Process Family Tree
All process are descendants of the init process, whose pid = 1. The init process, in turn, reads the system initscripts and executes more programs, create more child process to finsh the boot .
The relationship between processes is stored in the process descriptor. Each task_struct has a pointer to the parent’s task_struct , named parent , and a list of children, named children.

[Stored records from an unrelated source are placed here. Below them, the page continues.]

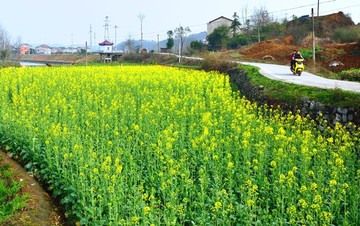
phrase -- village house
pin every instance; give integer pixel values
(43, 49)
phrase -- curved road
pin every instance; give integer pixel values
(283, 73)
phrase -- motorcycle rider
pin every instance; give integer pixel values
(295, 55)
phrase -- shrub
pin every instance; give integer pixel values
(350, 75)
(213, 63)
(306, 53)
(347, 34)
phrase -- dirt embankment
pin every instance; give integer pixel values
(41, 209)
(347, 55)
(60, 58)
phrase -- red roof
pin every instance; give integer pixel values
(106, 43)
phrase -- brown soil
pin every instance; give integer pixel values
(41, 209)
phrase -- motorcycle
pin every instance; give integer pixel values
(298, 67)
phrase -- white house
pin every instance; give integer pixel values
(106, 47)
(43, 49)
(220, 21)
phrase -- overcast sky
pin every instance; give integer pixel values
(68, 21)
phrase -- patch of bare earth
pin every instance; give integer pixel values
(40, 209)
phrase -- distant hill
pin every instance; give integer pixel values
(153, 45)
(299, 28)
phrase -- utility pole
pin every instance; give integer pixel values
(116, 27)
(313, 35)
(106, 31)
(158, 44)
(141, 17)
(90, 33)
(318, 8)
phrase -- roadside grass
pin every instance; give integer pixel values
(11, 198)
(291, 92)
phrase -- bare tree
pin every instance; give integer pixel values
(181, 34)
(260, 18)
(244, 15)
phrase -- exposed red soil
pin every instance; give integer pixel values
(40, 209)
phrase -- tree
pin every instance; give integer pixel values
(219, 38)
(196, 46)
(170, 40)
(181, 34)
(235, 24)
(260, 18)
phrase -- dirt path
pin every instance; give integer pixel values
(41, 210)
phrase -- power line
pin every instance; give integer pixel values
(299, 7)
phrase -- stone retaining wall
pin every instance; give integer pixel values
(332, 114)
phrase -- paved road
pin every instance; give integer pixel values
(283, 73)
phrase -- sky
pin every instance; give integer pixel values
(67, 22)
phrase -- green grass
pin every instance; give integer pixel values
(291, 93)
(11, 199)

We can iterate over a process'children with the code below
struct task_struct *task;
struct list_head *list;
list_for_each(list, ¤t->children) {
task = list_entry(list, struct task_struct, sibling);
/* task now points to one of current’s children */
}
We also can get init process pointer with the code below:
struct task_struct *task;
for (task = current; task != &init_task; task = task->parent);
/* task now points to init */
In fact, you can follow the process hierarchy from any one process in the system to any
other. Oftentimes, however, it is desirable simply to iterate over all processes in the system.
This is easy because the task list is a circular, doubly linked list.To obtain the next task or previous task in the list, given any valid task, use
list_entry(task->tasks.next, struct task_struct, tasks);
list_entry(task->tasks.prev, struct task_struct, tasks);
These two routines are provided by the macros next_task(task) and prev_task(task).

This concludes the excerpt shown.